You can replace storage logic with custom helper:

from grpc_extra import ModelDataHelper


class CustomDataHelper(ModelDataHelper):
    def list_objects(self, request):
        return Product.objects.filter(is_deleted=False)

    def get_object(self, request):
        return Product.objects.get(pk=request.id, is_deleted=False)

    def create_object(self, request):
        return Product.objects.create(**request.model_dump())

    def update_object(self, request):
        ...

    def patch_object(self, request):
        ...

    def delete_object(self, request):
        ...

Attach it:

@grpc_service(app_label="products", package="products")
class ProductService(ModelService):
    data_helper_class = CustomDataHelper
    config = ModelServiceConfig(...)

Error Semantics

  • Missing object in Detail -> NOT_FOUND
  • Validation problems -> INVALID_ARGUMENT
  • Permission denial -> PERMISSION_DENIED

Permissions in ModelService

Permissions are declared the same way as regular services.

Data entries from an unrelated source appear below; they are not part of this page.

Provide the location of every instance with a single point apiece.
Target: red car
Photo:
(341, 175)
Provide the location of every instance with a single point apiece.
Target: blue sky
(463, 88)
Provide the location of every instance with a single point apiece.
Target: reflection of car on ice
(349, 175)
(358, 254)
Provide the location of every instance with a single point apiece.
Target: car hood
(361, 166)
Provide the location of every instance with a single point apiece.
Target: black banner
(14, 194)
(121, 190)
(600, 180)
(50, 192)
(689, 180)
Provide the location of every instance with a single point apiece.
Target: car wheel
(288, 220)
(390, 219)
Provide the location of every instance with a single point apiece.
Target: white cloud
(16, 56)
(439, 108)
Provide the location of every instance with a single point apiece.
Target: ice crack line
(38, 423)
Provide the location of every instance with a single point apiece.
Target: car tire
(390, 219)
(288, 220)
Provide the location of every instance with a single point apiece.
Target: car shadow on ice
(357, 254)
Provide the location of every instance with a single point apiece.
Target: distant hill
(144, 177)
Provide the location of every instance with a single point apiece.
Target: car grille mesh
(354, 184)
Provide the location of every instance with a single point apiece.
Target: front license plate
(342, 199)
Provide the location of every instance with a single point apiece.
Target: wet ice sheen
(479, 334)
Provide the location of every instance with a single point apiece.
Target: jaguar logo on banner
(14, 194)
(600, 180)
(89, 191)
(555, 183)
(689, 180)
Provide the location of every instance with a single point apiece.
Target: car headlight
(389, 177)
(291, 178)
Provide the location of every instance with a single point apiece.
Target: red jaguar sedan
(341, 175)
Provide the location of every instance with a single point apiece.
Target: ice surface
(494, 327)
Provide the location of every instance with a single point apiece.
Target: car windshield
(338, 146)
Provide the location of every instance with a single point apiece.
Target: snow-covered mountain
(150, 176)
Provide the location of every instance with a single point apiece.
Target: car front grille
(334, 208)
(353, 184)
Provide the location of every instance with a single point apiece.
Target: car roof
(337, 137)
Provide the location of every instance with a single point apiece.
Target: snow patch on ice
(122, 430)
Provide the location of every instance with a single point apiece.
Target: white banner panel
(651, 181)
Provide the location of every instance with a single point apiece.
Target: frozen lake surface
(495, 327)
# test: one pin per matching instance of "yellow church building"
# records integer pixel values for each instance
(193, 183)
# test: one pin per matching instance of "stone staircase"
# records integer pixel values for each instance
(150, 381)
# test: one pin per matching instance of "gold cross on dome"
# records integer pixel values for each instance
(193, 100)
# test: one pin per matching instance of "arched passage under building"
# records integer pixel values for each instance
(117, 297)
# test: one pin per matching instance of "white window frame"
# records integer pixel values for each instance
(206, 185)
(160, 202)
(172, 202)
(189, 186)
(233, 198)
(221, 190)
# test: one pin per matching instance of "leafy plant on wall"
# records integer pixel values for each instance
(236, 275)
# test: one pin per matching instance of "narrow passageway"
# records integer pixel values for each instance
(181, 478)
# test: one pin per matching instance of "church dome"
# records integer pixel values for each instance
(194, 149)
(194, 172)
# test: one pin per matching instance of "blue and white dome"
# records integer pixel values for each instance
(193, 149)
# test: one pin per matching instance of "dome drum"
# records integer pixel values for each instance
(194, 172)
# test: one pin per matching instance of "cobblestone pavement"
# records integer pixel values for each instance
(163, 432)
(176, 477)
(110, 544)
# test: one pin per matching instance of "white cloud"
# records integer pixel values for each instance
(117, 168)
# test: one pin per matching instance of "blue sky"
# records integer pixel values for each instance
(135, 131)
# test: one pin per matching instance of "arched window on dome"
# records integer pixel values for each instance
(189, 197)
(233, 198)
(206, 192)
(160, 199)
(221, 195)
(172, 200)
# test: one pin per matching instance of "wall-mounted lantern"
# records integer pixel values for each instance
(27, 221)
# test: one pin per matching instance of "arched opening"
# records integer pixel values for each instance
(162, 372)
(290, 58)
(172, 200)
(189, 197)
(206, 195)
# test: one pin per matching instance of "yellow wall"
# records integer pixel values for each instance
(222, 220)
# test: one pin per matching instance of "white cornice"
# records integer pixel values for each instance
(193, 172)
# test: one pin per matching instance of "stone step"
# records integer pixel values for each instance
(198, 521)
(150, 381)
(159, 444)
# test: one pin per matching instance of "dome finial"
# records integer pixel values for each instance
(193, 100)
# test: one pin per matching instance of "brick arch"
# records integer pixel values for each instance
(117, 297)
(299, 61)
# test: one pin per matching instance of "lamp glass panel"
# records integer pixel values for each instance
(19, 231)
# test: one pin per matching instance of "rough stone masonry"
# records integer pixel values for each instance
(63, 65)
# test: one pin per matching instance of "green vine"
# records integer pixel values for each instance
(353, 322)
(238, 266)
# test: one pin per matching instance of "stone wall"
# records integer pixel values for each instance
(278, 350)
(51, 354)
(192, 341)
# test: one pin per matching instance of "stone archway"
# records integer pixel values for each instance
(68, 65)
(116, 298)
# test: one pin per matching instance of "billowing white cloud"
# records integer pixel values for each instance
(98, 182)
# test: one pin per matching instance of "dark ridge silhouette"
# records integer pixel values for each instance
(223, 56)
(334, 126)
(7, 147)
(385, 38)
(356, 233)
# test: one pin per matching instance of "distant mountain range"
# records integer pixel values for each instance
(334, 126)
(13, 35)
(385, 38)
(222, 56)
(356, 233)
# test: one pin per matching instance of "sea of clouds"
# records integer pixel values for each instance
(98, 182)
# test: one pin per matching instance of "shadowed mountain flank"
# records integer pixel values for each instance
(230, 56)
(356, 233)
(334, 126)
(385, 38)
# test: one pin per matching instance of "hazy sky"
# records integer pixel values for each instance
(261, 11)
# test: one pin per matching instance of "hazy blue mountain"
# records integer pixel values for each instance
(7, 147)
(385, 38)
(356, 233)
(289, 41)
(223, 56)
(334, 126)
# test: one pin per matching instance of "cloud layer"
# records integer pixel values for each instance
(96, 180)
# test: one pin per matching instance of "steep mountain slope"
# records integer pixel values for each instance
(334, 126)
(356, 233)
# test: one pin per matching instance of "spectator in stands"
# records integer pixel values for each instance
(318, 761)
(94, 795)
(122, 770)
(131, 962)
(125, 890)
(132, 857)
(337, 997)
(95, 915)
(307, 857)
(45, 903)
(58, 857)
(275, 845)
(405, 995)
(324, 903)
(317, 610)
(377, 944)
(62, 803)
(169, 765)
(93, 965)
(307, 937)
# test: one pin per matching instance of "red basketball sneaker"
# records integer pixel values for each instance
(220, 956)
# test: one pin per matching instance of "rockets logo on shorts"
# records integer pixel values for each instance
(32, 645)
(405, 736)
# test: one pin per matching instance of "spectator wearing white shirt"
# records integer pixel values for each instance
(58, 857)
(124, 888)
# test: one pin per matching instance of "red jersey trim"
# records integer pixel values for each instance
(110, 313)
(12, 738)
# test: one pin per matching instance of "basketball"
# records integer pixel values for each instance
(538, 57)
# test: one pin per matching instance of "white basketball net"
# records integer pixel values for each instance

  • service-level permissions via @grpc_service(..., permissions=[...])
  • method-level permissions via generated method metadata or custom methods
  • method-level permissions override service-level permissions when declared explicitly

For Detail/Get, object-level checks are applied on both method-level and service-level permissions only when the method does not override service-level permissions.

Tips Before Production

  • Start with LIST + DETAIL and stable schemas first.
  • Always define explicit list_search_fields and list_ordering_fields.
  • Use queryset/detail_queryset from day one to avoid performance regressions.
  • Keep schema field types proto-compatible (Decimal maps to proto string).